1. Sleep is lacking. I mean, sleep is lacking anyway as a Mum, but all those handy "sleep when the baby sleeps" "if the baby is napping so should you" tidbits aren't all that handy when you've got stock that needs to be posted out and an ever-growing to do list.
2. There isn't much time left over for any hobbies. Hence the lack of blog posts for months on end at a time.
3. Or any real time for yourself, even. My nails are seriously neglected, bath times are reduced and don't even get me started on the books piling up in my room that I wanted to read.
4. Days out are rarity. I make the most of any days out I get with Ada and Kane because they're few and far between; most of the time I have to stay in to make the most of the peace and quiet whilst Kane takes Ada out with family. Huuurumph.
5. The neighbours think I'm unemployed. As does the postman, random passer-bys, everyone but the Hermes collection man (yes, I do use Hermes, don't hate me!) I'm in most of the time and half the time don't get out of my pyjamas, oops.
6. People will think you've got it easy. Surely I've got the best of both worlds, hey? Working from home and trying to squeeze in the time to work and look after a baby, going back to work a few days after having said baby and recovering from a forceps delivery? Yes, best of both worlds. Ho ho ho.
7. The mess around your home will drive you mad. And every so often you'll have to ignore that previously mentioned growing to-do list to quickly hoover, dust and wash up, because unlike your partner you don't get to leave the house and ignore it all until the evening.
8. You have to have a good routine in place. And be organized, otherwise you'll quickly be heading to breakdown alley. Or breakdown town, that has a bit of a better ring to it. Ada's routine is fairly in place although it has to have a bit of flexibility to it. She also has to be in bed by about 7pm, otherwise Mama can't get no work done.
9. Three meals a day just don't happen. Most of the time I kind of forget to eat until dinner, especially now Ada is crawling around and I can't take my eyes off her for a second. When she naps I'm working, not eating (unfortunately).

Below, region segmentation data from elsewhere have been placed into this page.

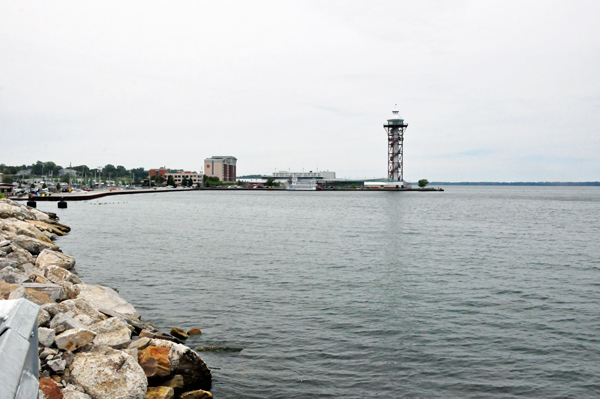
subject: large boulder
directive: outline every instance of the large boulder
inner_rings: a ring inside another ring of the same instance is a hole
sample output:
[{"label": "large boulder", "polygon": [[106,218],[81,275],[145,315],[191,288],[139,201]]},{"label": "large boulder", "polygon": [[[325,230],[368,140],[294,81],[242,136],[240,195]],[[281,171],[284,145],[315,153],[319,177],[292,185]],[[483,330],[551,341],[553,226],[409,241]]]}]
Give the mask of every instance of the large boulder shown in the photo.
[{"label": "large boulder", "polygon": [[[0,293],[2,291],[0,290]],[[73,312],[74,318],[77,319],[79,315],[88,316],[91,319],[90,324],[105,320],[106,316],[98,311],[98,308],[88,301],[77,298],[62,301],[61,303],[52,303],[49,305],[42,306],[42,310],[50,313],[52,317],[59,313]]]},{"label": "large boulder", "polygon": [[[61,254],[64,255],[64,254]],[[68,256],[68,255],[64,255]],[[75,274],[71,273],[65,268],[56,265],[48,265],[44,268],[44,274],[46,278],[53,283],[58,284],[59,282],[66,281],[72,284],[83,284],[83,281]]]},{"label": "large boulder", "polygon": [[104,311],[106,309],[123,316],[135,319],[140,318],[140,314],[135,310],[133,305],[123,299],[112,288],[84,284],[77,284],[76,286],[79,288],[79,295],[77,297],[92,303],[99,310]]},{"label": "large boulder", "polygon": [[50,265],[70,270],[75,266],[75,258],[52,249],[44,250],[35,260],[35,266],[38,269],[45,269]]},{"label": "large boulder", "polygon": [[57,335],[54,339],[58,349],[74,351],[91,343],[96,338],[96,333],[85,328],[74,328]]},{"label": "large boulder", "polygon": [[44,294],[43,292],[35,291],[31,288],[19,287],[18,285],[14,284],[7,284],[4,281],[0,281],[0,298],[8,299],[9,297],[11,297],[11,299],[25,298],[40,306],[54,302],[48,295]]},{"label": "large boulder", "polygon": [[52,321],[50,321],[50,328],[56,331],[57,334],[60,334],[67,330],[72,330],[74,328],[86,328],[87,326],[81,323],[78,320],[73,318],[73,312],[67,313],[59,313]]},{"label": "large boulder", "polygon": [[112,348],[125,348],[131,343],[131,330],[127,322],[119,317],[99,321],[90,326],[96,334],[94,344]]},{"label": "large boulder", "polygon": [[73,388],[71,384],[63,388],[62,392],[65,399],[92,399],[90,395]]},{"label": "large boulder", "polygon": [[138,362],[127,353],[94,346],[78,353],[71,378],[94,399],[144,399],[148,380]]},{"label": "large boulder", "polygon": [[38,327],[38,343],[45,347],[50,347],[54,343],[56,331],[52,328]]},{"label": "large boulder", "polygon": [[169,348],[149,346],[138,353],[138,362],[146,377],[168,377],[171,374]]},{"label": "large boulder", "polygon": [[48,377],[40,378],[40,391],[46,399],[62,399],[63,394],[56,382]]},{"label": "large boulder", "polygon": [[164,339],[152,339],[150,345],[169,349],[171,374],[183,376],[184,390],[210,390],[212,384],[210,369],[196,352],[185,345]]},{"label": "large boulder", "polygon": [[149,387],[146,399],[173,399],[175,391],[169,387]]},{"label": "large boulder", "polygon": [[32,255],[39,255],[45,249],[51,249],[53,251],[58,250],[58,247],[54,245],[52,241],[46,242],[28,236],[14,236],[12,241]]},{"label": "large boulder", "polygon": [[6,256],[6,258],[17,262],[19,266],[24,265],[26,263],[35,263],[35,258],[29,251],[26,251],[18,245],[14,244],[11,244],[9,248],[10,253]]},{"label": "large boulder", "polygon": [[29,276],[19,269],[5,267],[4,269],[0,270],[0,280],[4,281],[5,283],[21,284],[28,278]]}]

10. It's hard to switch off. Like the majority of people who work from home, baby or not, your home is a mashed up version of an office and a home, so it can sometimes feel like there's nowhere to switch off or relax, like you should be working all the time.
11. You have to ask for help, and you can't do it all. When Ada was a little baby that slept a lot more, things were a lot easier. She's a lot bigger now and although she's also gaining a lot of independence, she needs a lot of looking over. I'm lucky that Kane's Mum can help me out and look after Ada one day a week, then I've got four or five hours to just work.
12. Maternity leave sucks. Before this turns into the biggest pity party ever, I know in the long run, I do have a good situation going on. And things will get easier as Ada gets older and she can go to nursery a couple days a week, and then head off to school. And I'l always be around to pick her up and drop her off, look after her on the school holidays. I don't need to arrange childcare, and I don't have to leave my little baby to go back to work any time soon. So whilst it's hard, it's tough work and I feel like I barely get a minute to myself, it's all oh so worth it. I don't have to worry about missing her first word, or her taking her first steps, I don't have to leave a crying baby behind to go sit at an office desk or stand behind a till. Because I get to spend most of my days with my little girl. And that's just the best.